Specular reflectance and derivative spectrometric studies on lac‐melamine formaldehyde (MF) resin blends

To find out the molecular level changes in lac‐MF blends, occurring due to the effect of thermal stress on the blends at elevated temperature and at different intervals of baking time.

Films of lac‐MF blends, applied on tin panels were baked at 200°C for different time intervals. The baked films were examined by specular reflectance spectroscopy, as they were otherwise difficult to examine through conventional IR techniques, using KBr pellet method, due to their amorphous and tacky nature. The results obtained were compared and reported.

On baking the blends of lac‐MF resin at 200°C for different time intervals, cross‐polymerisation sets in via esterification and condensation. In addition to this, etherification may take place among different molecules of lac and MF resin. In terms of different physico‐chemical parameters, blends of 7:3 (w/w) lac:MF and of 1:1 (w/w) lac:MF were found to be better than blends of 3:7 (w/w) lac:MF, baked at 200°C for different time intervals.

Chemical researches on lac‐synthetic resin blends have been typically limited due to the complex nature of resins and also due to the lack of suitable modern tools and techniques.
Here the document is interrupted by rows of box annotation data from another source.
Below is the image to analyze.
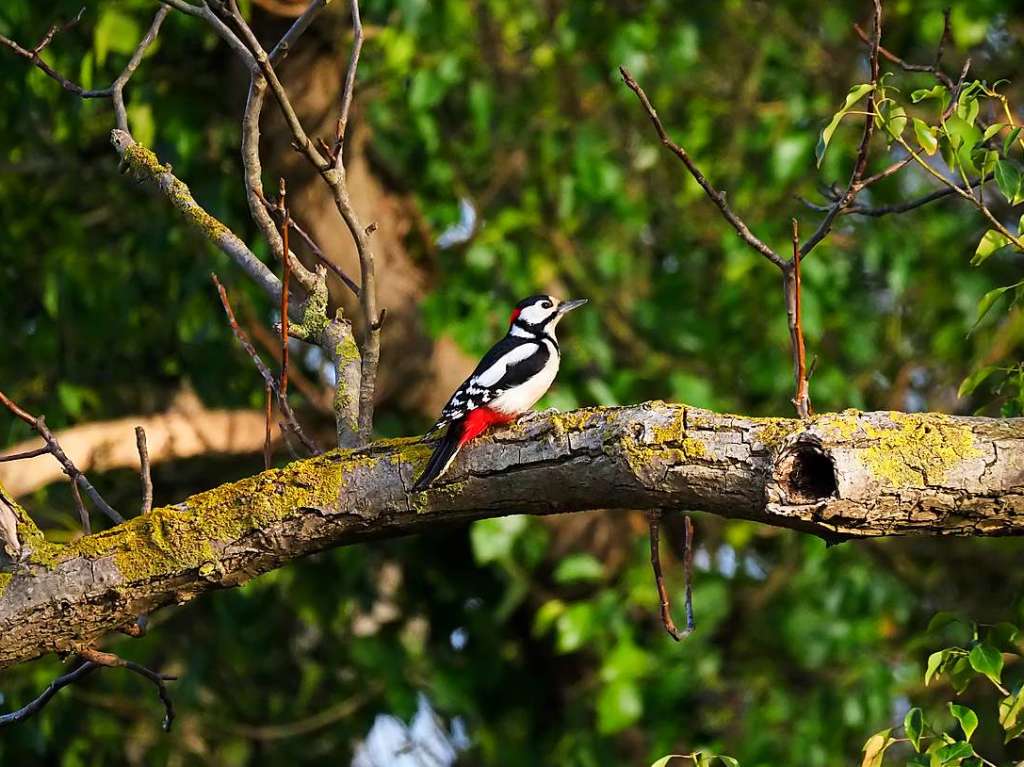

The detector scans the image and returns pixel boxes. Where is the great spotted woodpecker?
[413,295,587,493]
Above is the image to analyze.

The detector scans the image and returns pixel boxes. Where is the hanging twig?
[78,647,177,732]
[210,273,323,456]
[256,191,359,298]
[782,218,813,418]
[0,391,125,524]
[278,177,292,398]
[647,509,694,642]
[135,426,153,514]
[0,661,99,728]
[263,383,273,469]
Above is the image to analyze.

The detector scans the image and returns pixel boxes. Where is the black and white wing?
[427,336,551,434]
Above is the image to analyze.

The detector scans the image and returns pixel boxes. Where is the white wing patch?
[469,343,539,389]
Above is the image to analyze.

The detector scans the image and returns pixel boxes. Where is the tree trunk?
[0,401,1024,668]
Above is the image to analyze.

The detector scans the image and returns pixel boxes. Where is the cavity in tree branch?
[0,402,1024,669]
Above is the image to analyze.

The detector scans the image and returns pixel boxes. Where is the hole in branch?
[778,442,839,504]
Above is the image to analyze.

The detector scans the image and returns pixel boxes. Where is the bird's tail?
[413,421,464,493]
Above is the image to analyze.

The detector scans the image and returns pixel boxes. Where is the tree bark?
[0,401,1024,669]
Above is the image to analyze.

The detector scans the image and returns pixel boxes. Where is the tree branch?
[0,402,1024,669]
[618,67,783,268]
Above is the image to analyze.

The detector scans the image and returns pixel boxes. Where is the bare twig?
[78,647,177,732]
[210,273,323,456]
[135,426,153,514]
[782,218,813,418]
[259,194,359,298]
[800,0,882,258]
[647,509,693,642]
[333,0,362,169]
[269,0,331,63]
[263,383,273,469]
[71,482,92,536]
[0,7,169,131]
[0,391,125,524]
[683,514,696,634]
[278,178,292,397]
[618,67,783,268]
[0,445,50,464]
[0,661,99,728]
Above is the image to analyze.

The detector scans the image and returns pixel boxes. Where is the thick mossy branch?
[0,402,1024,668]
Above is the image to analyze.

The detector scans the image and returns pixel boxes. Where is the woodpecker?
[413,295,587,493]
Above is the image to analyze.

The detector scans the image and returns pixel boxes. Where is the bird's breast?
[489,353,559,416]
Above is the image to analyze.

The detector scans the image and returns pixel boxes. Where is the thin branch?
[847,176,992,218]
[269,0,331,63]
[853,17,953,90]
[782,218,813,418]
[78,647,177,732]
[135,426,153,514]
[0,7,169,131]
[210,274,323,456]
[0,661,99,728]
[0,391,125,524]
[160,0,256,72]
[71,482,92,536]
[683,514,696,634]
[647,509,694,642]
[259,193,359,298]
[278,178,292,398]
[263,383,273,469]
[226,0,329,171]
[110,6,170,131]
[111,129,281,299]
[618,67,784,268]
[800,0,882,258]
[647,510,683,642]
[334,0,362,170]
[0,445,50,464]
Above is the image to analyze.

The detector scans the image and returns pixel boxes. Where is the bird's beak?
[558,298,587,314]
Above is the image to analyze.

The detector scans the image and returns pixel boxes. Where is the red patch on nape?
[459,407,515,448]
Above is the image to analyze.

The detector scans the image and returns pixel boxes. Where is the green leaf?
[981,123,1007,143]
[943,115,981,173]
[814,83,874,168]
[999,689,1024,742]
[925,648,952,687]
[956,366,1006,398]
[650,754,689,767]
[995,160,1021,205]
[874,101,906,139]
[597,680,643,734]
[1002,127,1021,155]
[985,621,1020,652]
[971,229,1010,266]
[860,728,893,767]
[903,706,925,753]
[968,642,1002,684]
[913,118,939,157]
[555,602,595,652]
[949,704,978,740]
[910,85,949,111]
[555,554,604,584]
[946,655,975,694]
[936,742,974,764]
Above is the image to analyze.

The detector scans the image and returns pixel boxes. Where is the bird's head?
[509,295,587,335]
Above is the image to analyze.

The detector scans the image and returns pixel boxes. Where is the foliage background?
[0,0,1024,767]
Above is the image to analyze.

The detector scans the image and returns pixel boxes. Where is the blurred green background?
[0,0,1024,767]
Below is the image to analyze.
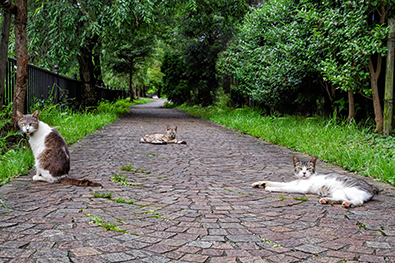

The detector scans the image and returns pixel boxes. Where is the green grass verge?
[0,98,152,185]
[179,106,395,185]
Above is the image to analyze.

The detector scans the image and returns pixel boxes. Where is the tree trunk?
[12,0,28,130]
[0,10,11,111]
[129,68,134,102]
[137,83,141,100]
[383,18,395,135]
[93,44,103,83]
[77,47,98,107]
[348,90,355,122]
[369,54,383,132]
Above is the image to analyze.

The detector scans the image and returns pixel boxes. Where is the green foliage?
[162,0,247,106]
[162,53,191,105]
[181,106,395,185]
[85,214,127,234]
[298,0,388,95]
[217,0,318,110]
[121,164,151,174]
[217,0,394,113]
[0,99,152,185]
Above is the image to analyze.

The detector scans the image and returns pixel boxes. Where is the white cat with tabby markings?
[140,126,187,144]
[252,156,379,208]
[17,110,102,186]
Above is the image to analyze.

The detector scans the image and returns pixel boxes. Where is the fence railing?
[4,58,128,110]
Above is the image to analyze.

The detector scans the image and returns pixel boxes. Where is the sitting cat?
[252,156,379,208]
[17,110,102,186]
[140,126,187,144]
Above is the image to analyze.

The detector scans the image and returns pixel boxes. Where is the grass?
[0,98,152,185]
[121,164,151,174]
[179,103,395,185]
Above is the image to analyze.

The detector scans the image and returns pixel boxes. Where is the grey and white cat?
[252,156,379,208]
[140,126,187,144]
[17,110,102,189]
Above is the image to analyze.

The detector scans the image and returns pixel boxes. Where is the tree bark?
[348,90,355,122]
[137,83,141,100]
[12,0,28,130]
[369,54,383,132]
[129,68,134,102]
[77,46,97,107]
[0,10,11,110]
[383,18,395,135]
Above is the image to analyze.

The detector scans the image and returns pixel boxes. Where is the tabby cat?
[17,110,102,186]
[252,156,379,208]
[140,126,187,144]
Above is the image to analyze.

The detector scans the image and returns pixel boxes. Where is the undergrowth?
[0,98,152,185]
[179,105,395,185]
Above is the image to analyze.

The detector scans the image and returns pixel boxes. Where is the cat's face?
[16,110,39,134]
[167,126,177,139]
[293,156,317,179]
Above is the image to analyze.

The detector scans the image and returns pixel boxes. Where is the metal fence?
[4,58,128,109]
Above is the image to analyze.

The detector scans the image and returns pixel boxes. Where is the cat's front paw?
[252,181,267,188]
[319,198,329,205]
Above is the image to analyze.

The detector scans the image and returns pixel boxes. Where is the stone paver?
[0,100,395,263]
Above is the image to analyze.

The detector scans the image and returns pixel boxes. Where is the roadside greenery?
[179,105,395,185]
[0,98,152,185]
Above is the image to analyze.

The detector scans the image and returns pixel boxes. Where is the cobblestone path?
[0,100,395,263]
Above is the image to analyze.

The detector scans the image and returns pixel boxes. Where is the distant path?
[0,100,395,263]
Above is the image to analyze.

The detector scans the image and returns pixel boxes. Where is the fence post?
[383,18,395,135]
[54,65,59,75]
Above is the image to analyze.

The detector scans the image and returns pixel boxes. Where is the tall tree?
[109,36,155,101]
[163,0,248,105]
[0,0,16,110]
[12,0,28,130]
[29,0,159,105]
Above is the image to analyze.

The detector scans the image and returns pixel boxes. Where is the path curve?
[0,100,395,263]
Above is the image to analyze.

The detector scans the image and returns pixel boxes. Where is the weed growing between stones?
[93,192,150,207]
[258,236,281,248]
[85,214,128,235]
[223,188,250,195]
[92,192,169,221]
[121,164,151,174]
[111,173,145,187]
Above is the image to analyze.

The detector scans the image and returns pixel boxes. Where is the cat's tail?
[57,177,103,187]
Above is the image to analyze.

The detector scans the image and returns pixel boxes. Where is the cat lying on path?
[252,156,379,208]
[17,110,102,189]
[140,126,187,144]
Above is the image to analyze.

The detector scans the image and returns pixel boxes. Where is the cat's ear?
[16,110,23,120]
[32,110,38,119]
[292,156,299,166]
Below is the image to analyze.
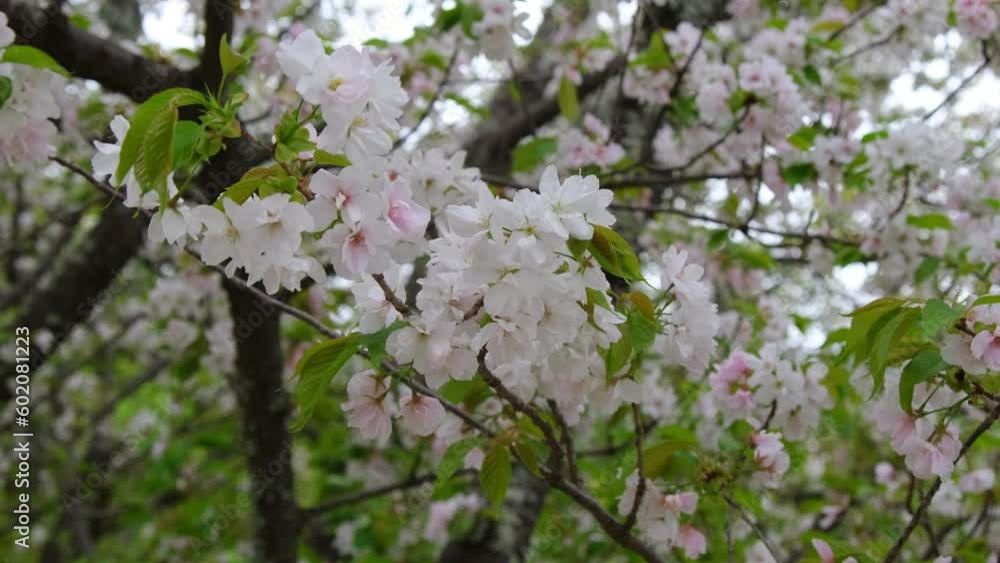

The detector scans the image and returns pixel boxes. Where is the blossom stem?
[372,274,412,317]
[882,403,1000,563]
[624,403,646,530]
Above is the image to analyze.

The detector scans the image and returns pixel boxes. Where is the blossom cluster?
[387,168,622,416]
[0,12,65,168]
[709,343,833,440]
[343,370,444,446]
[277,30,407,162]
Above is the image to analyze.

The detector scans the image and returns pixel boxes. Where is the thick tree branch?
[0,0,197,102]
[223,280,299,563]
[197,0,239,92]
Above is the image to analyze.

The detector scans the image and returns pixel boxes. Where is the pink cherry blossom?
[399,393,444,436]
[343,370,393,445]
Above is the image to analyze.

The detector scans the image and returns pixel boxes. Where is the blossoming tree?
[0,0,1000,563]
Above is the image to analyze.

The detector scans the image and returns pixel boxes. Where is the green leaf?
[914,256,941,283]
[313,149,351,168]
[970,295,1000,307]
[917,299,965,340]
[361,321,407,370]
[642,439,695,479]
[629,33,672,70]
[511,137,559,172]
[114,88,208,185]
[216,178,264,204]
[842,297,905,363]
[174,121,204,168]
[812,20,844,33]
[906,213,955,231]
[670,96,698,127]
[590,225,643,281]
[444,92,492,118]
[0,45,69,76]
[604,322,632,379]
[847,297,906,317]
[291,334,361,432]
[135,106,177,203]
[434,436,483,490]
[558,76,580,121]
[0,76,14,109]
[788,127,817,151]
[899,350,948,414]
[215,164,288,205]
[726,244,778,271]
[479,443,511,510]
[868,308,920,397]
[274,112,316,163]
[802,65,823,86]
[625,298,660,354]
[781,162,816,186]
[460,4,485,38]
[258,174,299,198]
[219,33,247,76]
[418,51,448,72]
[514,442,542,478]
[861,129,889,145]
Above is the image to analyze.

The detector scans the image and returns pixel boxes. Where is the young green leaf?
[971,295,1000,307]
[174,121,204,168]
[291,334,361,432]
[642,439,695,478]
[219,33,247,76]
[899,350,948,414]
[590,225,642,281]
[906,213,955,231]
[434,436,483,490]
[0,76,14,109]
[511,137,559,172]
[558,76,580,121]
[313,149,351,168]
[135,106,177,203]
[479,443,511,510]
[114,88,208,185]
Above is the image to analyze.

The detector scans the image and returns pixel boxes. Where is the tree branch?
[0,0,197,102]
[223,279,299,563]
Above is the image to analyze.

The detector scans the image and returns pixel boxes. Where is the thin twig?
[302,469,471,518]
[479,348,563,476]
[392,47,458,150]
[922,41,992,121]
[372,274,412,317]
[624,403,646,530]
[548,399,583,487]
[882,403,1000,563]
[725,496,781,561]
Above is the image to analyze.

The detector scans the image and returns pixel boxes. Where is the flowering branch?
[882,403,1000,563]
[372,274,412,317]
[479,348,563,476]
[302,469,470,518]
[624,403,646,530]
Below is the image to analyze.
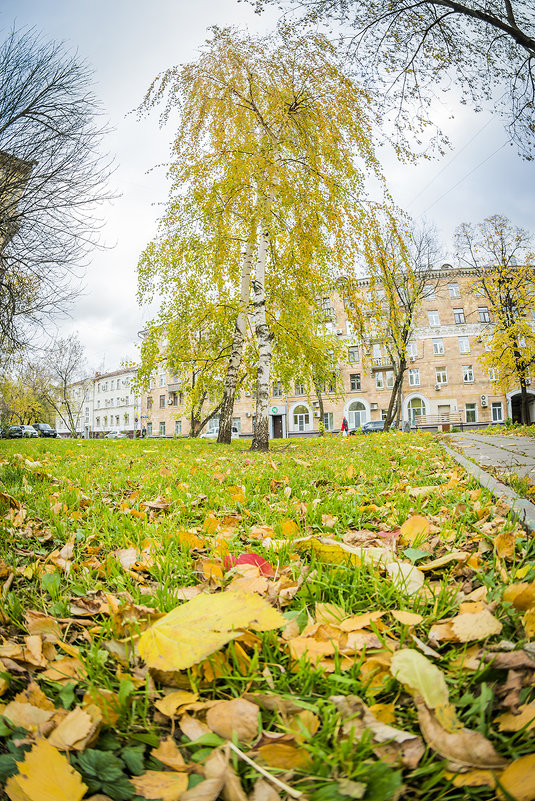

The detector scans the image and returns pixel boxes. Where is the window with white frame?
[349,373,360,392]
[464,403,477,423]
[491,401,503,423]
[293,405,310,431]
[435,367,448,385]
[458,337,470,353]
[409,367,420,387]
[433,337,444,356]
[463,364,474,384]
[422,284,435,300]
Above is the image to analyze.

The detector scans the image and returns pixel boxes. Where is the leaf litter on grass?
[0,434,535,801]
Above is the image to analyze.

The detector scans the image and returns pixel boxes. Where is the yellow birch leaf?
[138,590,287,670]
[390,648,449,709]
[130,770,188,801]
[5,740,87,801]
[497,754,535,801]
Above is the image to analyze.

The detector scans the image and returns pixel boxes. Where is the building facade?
[141,265,535,438]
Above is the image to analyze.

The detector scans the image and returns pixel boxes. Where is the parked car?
[6,425,22,439]
[33,423,58,437]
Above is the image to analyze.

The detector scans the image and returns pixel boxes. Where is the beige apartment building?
[141,265,535,438]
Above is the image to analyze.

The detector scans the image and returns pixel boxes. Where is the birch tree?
[138,28,385,450]
[455,215,535,424]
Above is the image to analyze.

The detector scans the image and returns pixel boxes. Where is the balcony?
[371,356,393,370]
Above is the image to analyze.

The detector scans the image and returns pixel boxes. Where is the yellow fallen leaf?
[497,754,535,801]
[138,590,287,670]
[206,698,259,742]
[5,740,87,801]
[399,515,431,545]
[130,770,188,801]
[390,648,449,709]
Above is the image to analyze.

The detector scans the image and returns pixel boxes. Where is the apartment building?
[56,368,141,439]
[141,265,535,438]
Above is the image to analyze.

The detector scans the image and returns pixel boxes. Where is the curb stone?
[440,442,535,534]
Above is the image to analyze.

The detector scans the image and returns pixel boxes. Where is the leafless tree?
[249,0,535,159]
[0,25,110,363]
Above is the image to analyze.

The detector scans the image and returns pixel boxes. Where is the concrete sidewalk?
[444,432,535,533]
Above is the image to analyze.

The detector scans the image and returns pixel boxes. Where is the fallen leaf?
[5,740,87,801]
[138,591,287,670]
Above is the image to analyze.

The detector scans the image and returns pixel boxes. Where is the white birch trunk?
[217,242,253,445]
[251,226,271,451]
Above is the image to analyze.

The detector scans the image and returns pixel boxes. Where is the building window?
[293,406,310,431]
[492,401,503,423]
[407,398,427,426]
[347,401,366,428]
[349,373,360,392]
[463,364,474,384]
[422,284,435,300]
[464,403,477,423]
[459,337,470,353]
[409,367,420,387]
[435,367,448,385]
[433,339,444,356]
[347,345,359,364]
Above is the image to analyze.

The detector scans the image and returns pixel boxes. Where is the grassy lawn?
[0,434,535,801]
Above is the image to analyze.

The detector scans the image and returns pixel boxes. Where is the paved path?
[444,432,535,534]
[448,431,535,481]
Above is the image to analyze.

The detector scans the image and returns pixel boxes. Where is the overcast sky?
[0,0,535,370]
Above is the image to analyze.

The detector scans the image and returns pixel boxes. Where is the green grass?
[0,433,535,801]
This has been solved using state‐of‐the‐art instrumentation and computational techniques, which may prove to be useful to industry and for research.

Lac and its blends retain their significance in diverse fields of applications, ranging from surface coatings and food applications, to the formulation of lacquers, varnishes and in the finishing industry. Findings made in this study could have significant application for such industries from an application point of view.

To date, there is no record of specular – reflectance and derivative spectrometric studies on lac‐synthetic resin blends. This paper represents the first attempt to obtain and correlate reflectance data on such blends. It also highlights the convenience of the method and the scope of sophisticated data analysis, including derivative spectrometry.